Emil Marklund, Joint First Author and PhD Student, Department of Cell and Molecular Biology, Uppsala University
To address these questions, both research groups created new fluorescence microscopy imaging techniques to visualize individual transcription factor proteins that slide along the DNA in real-time as they look for and adhere to the exact binding site.
It is exciting that we were able to develop new imaging approaches to directly observe, for the first time, if and how often the sliding protein fails to recognize and slides past its binding site.”

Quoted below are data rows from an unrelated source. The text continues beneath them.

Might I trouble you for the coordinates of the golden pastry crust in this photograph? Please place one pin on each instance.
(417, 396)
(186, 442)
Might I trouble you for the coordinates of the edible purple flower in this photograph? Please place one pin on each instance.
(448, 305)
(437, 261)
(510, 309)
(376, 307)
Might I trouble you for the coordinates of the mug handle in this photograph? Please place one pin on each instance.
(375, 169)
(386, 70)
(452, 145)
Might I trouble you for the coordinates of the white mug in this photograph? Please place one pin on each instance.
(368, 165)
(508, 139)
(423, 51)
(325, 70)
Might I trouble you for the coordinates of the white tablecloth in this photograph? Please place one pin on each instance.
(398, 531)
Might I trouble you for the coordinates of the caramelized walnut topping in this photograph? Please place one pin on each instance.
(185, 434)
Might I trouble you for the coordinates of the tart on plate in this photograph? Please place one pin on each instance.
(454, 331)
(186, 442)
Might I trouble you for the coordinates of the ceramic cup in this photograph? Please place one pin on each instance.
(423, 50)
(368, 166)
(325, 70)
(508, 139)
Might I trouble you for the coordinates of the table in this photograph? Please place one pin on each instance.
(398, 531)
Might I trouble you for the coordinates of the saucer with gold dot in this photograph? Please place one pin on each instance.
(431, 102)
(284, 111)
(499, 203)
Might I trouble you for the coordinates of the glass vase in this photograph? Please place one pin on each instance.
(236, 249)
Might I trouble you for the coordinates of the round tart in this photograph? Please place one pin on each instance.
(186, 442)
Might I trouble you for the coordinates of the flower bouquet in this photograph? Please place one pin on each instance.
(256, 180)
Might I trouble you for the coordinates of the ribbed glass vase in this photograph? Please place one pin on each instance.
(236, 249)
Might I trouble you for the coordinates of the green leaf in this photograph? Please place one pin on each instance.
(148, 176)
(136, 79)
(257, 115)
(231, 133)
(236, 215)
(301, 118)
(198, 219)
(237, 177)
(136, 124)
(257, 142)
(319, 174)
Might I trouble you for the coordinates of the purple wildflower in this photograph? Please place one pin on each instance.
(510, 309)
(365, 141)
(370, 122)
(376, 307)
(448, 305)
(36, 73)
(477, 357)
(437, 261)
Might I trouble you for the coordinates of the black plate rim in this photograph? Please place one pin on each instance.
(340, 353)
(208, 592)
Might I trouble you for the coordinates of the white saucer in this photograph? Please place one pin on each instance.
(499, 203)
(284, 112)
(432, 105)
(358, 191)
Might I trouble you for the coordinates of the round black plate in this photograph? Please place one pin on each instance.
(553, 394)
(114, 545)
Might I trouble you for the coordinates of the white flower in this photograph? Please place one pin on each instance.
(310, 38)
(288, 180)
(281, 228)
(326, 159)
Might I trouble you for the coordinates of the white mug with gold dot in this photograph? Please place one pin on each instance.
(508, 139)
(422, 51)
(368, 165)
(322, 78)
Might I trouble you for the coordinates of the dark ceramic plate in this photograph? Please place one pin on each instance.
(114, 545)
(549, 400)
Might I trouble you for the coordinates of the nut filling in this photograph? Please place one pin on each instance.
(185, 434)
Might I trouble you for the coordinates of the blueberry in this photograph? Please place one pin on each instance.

Sebastian Deindl, Researcher, Department of Cell and Molecular Biology, Uppsala University
It was found that the sliding protein is rather sloppy and often overlooks its target site. To gain a better understanding of how the sliding protein analyzes the surface of the DNA, a new method of monitoring and capturing extremely fast movies of the quickly sliding protein had to be created.
The protein rapidly searches the DNA—10 base pairs are scanned in about 100 µm—1 µm is equivalent to one-millionth of a second. The scientists realized that they have to perform relatively faster quantifications than anyone had done before to explore how the protein looks for the DNA surface on such length and timescales.
With new microscopy techniques, the researchers could trace the helical route of the sliding protein around the DNA molecule.
It’s great that we can push the dynamic observation of bimolecular interactions to the sub-millisecond time scale—this is where the chemistry of life happens.”
Johan Elf, Researcher, Department of Cell and Molecular Biology, Uppsala University
It turned out that the sliding protein does not rigorously track the path provided by the helical geometry of the DNA molecule itself, and instead slips out of its track quite often by making short hops.
“By hopping, the protein trades thorough scanning for speed, so it can scan DNA faster. This is a really smart choice by the protein since it will find the target twice as fast using this search mechanism,” Marklund concluded.
Marklund, E., et al. (2020) DNA surface exploration and operator bypassing during target search. Nature. doi.org/10.1038/s41586-020-2413-7.